L
Lindae
Guest
The front door had warped in the damp. It rasped against the flagstones as Ilana pushed through. A bitter wind, pricked with rain, lashed the stone walls and the unkempt jungle of the garden; it moaned deep and hollow in the eaves.
She found her father huddled on the dining room carpet, close to the hearthfire. He was crouched on his knees, his head bowed, his hands lifted to his face or to his throat; she couldn't see, with his hood in the way.
At first Ilana thought that he was praying, and she let him be.
She went out to the kitchen where the lamplight was good and, sliding her longsword from its sheath, she checked the blade for smudges. Not an hour had passed since she'd cut down some slavering meat puppet out to the east of Umbra, a towering golem sculpted from gobbets of flesh and strung haphazardly together with ropy sinew, and a bloody blade would rust quickly in this weather.
The quick field job she'd done with a shred of cloth and a clump of damp dead grass had been good enough, though. The sword glinted spotless and sharp as a serpent's fang in the lamplight. She wiped it over again once, just to show her love, before sheathing it and hooking it to the rack with the others.
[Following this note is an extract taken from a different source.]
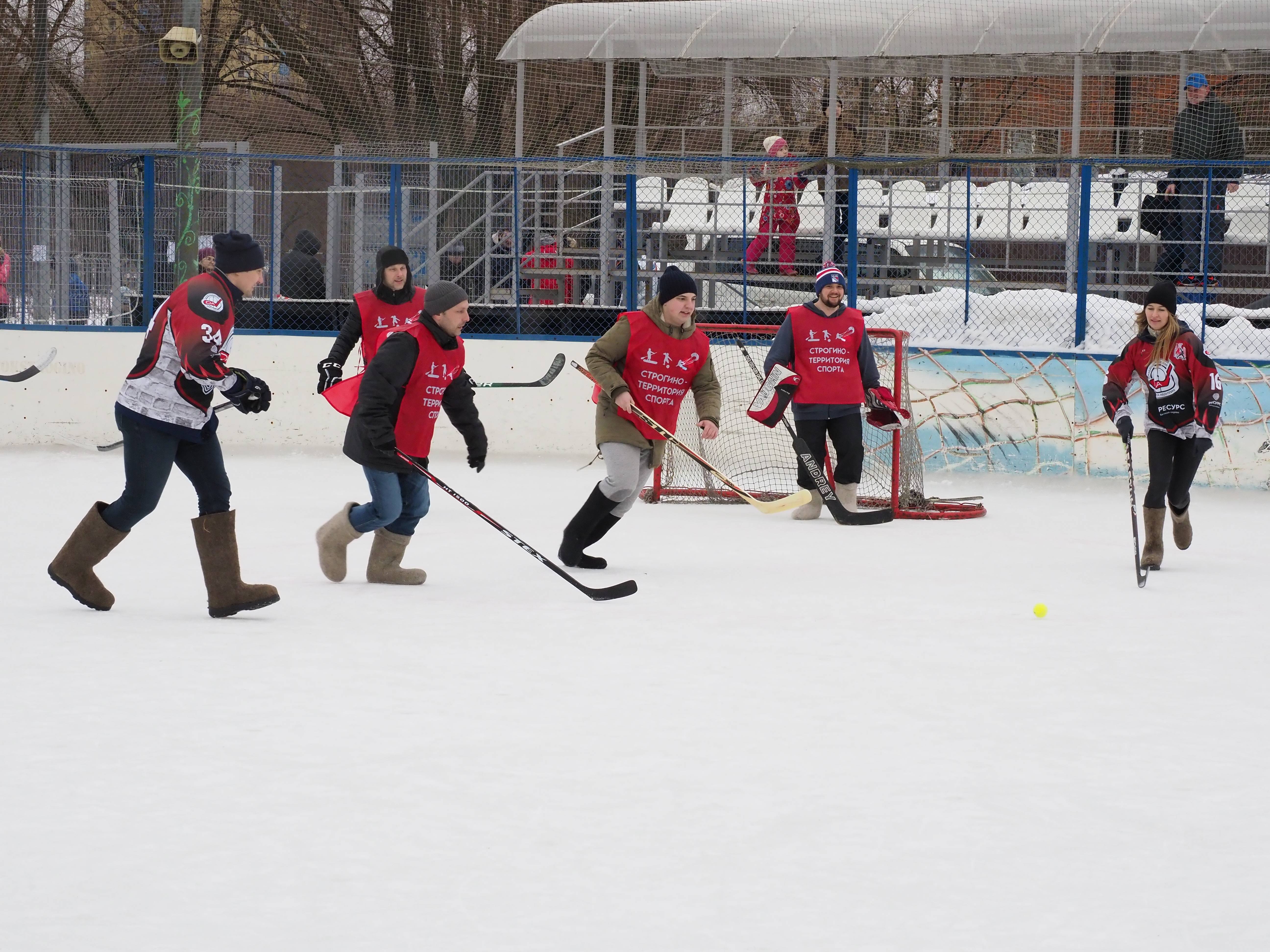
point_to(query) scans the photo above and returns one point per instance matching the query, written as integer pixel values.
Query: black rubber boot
(578, 532)
(602, 527)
Her father met her in the hallway with his hood lowered and his head tilted slightly back to expose his throat. Aghast, Ilana sprang backward.
Someone had sliced him from ear to ear, leaving a yawning gash. She could see the amputated stubs of vein and sinew, the arteries gaping, the strings of pale and bloodless meat. The wound did not pump as a slit throat ought to, but drizzled an inky fluid; Lindae's robes were soaked with that same mockery of blood, his hands coated in it from trying in vain to hold himself closed.
"Who did this?" Ilana demanded.
He tried to speak, but all that came out was a tuneless whine. In the roof, the winter wind was making the same sound. Ilana heard thunder snarl somewhere off toward the alps, and longed suddenly for the fireside. Taking her incoherently wheezing father by the hand, undisturbed - after the initial shock - by the strange slick feel of his dead man's blood, she dragged him back into the dining room and pressed him forcefully into a chair.
Then she fetched a pen; an inkwell; a piece of parchment; and a sewing kit.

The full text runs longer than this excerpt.